Written in response to this month’s Special Challenge.

looking back

into memories is a loss leader
is much bigger than it appears
though you only remember essentials
on different days and quantities –

makes you look older
even if you are older and deny it
and would like to deny some times
that keep appearing from the past
the ones you don’t place on a pedestal
and revisit on darker now days

we all make mistakes in happiness
become sombre on the journey back
where you consider there is more to see
distance not an obstacle to recall
remembering which way to turn

have their own qualities – looking forward
has its appeal with all the space to fill
while looking back includes yesterday
last night or this morning – you can look
forward to the last falling leaf you might forget
or a butterfly on its way to an earthquake

 

James Bell – returned to writing poetry over twenty years ago and has not yet left. He is a regular contributor to Nine Muses’ Special Challenges.

Two Poems by Seth Jani

New Moon

No theories arise when the wind
hits the centerpiece and sends it
toppling to the floor.
Things will be as they are,
and the snuffed-out candle
forms a heap of ashes for the
scavenging mouse to find.
He will mend his own darkness
whether we catch him or not.
And even when our civilization has ended,
geologically or in a fluke
of our own devising, that same moon
which flared through midnight’s window
will continue its age-old provocation.
Becoming the place where another
generation of sleepwalkers
send their light-rigged prayers.


Cradling Keats

I went to the Protestant Cemetery in Rome.
It was a clear day.
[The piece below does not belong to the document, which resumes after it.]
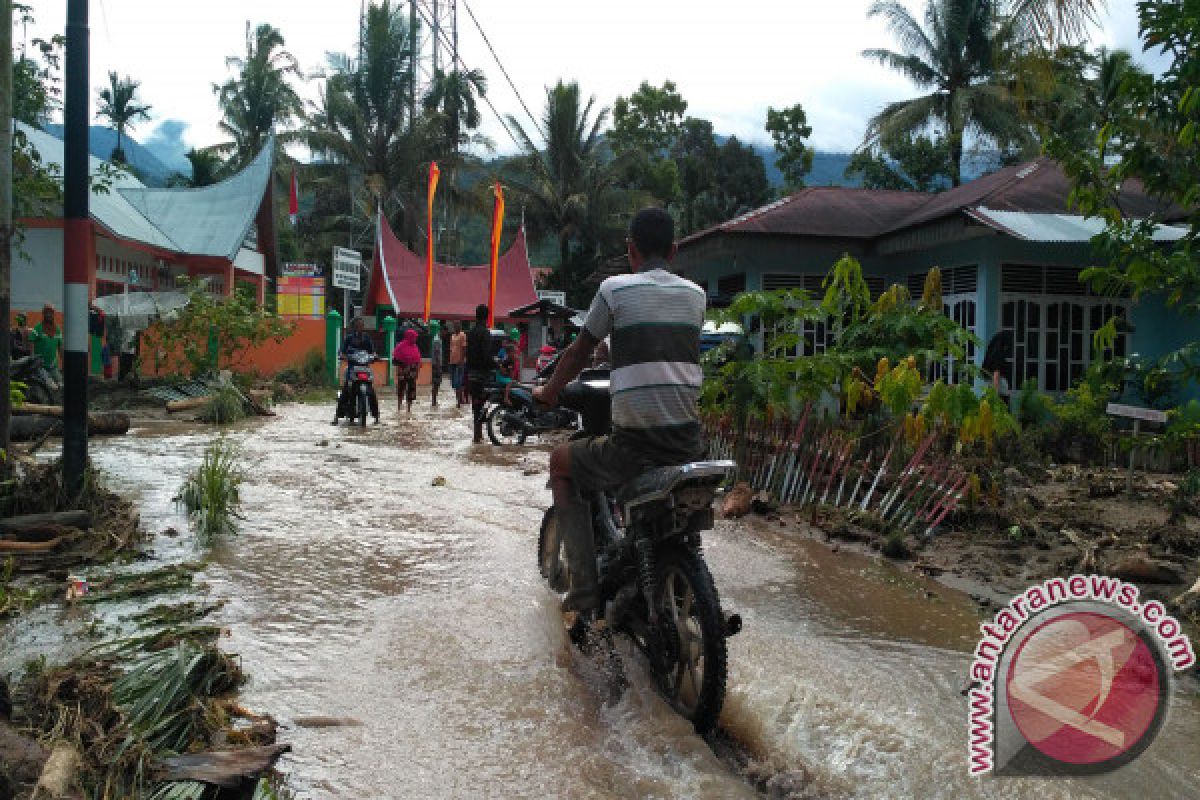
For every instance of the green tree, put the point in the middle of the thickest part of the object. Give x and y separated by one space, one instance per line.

I was twenty-four.
I had come from many miles across
the Atlantic.
I bought a shovel from the nearby store.
I went to where Junkets lies.
I dug a hole six feet deep.
I hit a hull of rotted wood.
The sound was a kind of sadness.
Inside he was bare bones in a 19th
century suit.
Elegant. Dressed for dinner.
Still ready for the feast of living.
I held him forever in my arms.
Around us Shelley’s ashes danced
and flitted.
All that bright desirous being
just a minor pillage
for the old Italian wind.

 

Seth Jani lives in Seattle, Washington and is the founder of Seven CirclePress (www.sevencirclepress.com). Their work has appeared in Chiron ReviewThe Comstock Review, Common Ground Review and Pretty Owl Poetry, among others. Their full-length collection, Night Fable, was published by FutureCycle Press in 2018. More about them and their work can be found at  www.sethjani.com.